On 11th October 1918 the Essex County Chronicle included the following family announcement:

“Jarrold. - Killed in action on the 19th September, 1918, in Palestine, Sergt. R. A. Jarrold, Essex Regt., dearly loved elder son of Mr. and Mrs. A Jarrold, 35 Victoria Road, Chelmsford, aged 22. R.I.P.”

The same edition of the paper also reported:

“Sgt. R. A. Jarrold, Essex Regt., eldest son of Mr. A. Jarrold. 35 Victoria Road, Chelmsford, was killed in Palestine on Sept. 19, within a few days of his 22nd birthday. He was in the drawing office at the Arc Works, and enlisted on the day his indentures concluded soon after the outbreak of the war.
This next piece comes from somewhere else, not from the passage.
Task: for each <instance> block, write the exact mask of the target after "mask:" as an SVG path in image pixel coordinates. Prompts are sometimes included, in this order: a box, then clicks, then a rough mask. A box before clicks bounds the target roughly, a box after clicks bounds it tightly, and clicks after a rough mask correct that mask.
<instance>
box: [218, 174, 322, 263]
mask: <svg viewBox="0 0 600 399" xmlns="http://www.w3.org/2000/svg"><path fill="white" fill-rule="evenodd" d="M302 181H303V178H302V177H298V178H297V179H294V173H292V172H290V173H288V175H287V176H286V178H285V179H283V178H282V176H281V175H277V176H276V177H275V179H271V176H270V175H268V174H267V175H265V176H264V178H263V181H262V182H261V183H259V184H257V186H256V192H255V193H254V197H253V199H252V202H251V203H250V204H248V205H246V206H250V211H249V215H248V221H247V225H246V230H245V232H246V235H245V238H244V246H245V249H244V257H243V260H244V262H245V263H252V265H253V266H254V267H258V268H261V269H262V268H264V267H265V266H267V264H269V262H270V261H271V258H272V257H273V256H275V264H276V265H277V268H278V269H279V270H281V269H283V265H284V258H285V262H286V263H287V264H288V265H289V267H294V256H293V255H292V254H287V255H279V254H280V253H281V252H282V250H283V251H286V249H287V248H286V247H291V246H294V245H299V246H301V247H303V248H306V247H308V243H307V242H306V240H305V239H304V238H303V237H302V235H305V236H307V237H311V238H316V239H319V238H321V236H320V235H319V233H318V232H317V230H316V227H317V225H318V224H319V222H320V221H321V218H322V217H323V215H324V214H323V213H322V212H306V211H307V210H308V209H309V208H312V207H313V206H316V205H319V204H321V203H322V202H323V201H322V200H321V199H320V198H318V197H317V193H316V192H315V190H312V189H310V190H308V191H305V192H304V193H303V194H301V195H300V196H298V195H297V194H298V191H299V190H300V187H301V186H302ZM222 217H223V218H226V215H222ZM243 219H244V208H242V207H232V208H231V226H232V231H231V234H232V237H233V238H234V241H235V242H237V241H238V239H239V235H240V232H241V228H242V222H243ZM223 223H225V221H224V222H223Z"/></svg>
He was a popular young fellow, soon secured promotion, and was recently mentioned in dispatches. He was in the Lewis Gun Section, and went through the Gallipoli campaign.

Reginald is commemorated on the Civic Centre Memorial, Chelmsford and by the Chelmsford Parish Great War Memorial in Chelmsford Cathedral. He was entitled to the 1914-15 Star, British War Medal, and Victory Medal.

The 1918 register of electors listed his parents at 35 Victoria Road, Chelmsford (now demolished, but was opposite the entry to the Cathedral School). His mother was still there in 1940. His father died in 1935, aged 63. His mother died 13 years later, aged 82.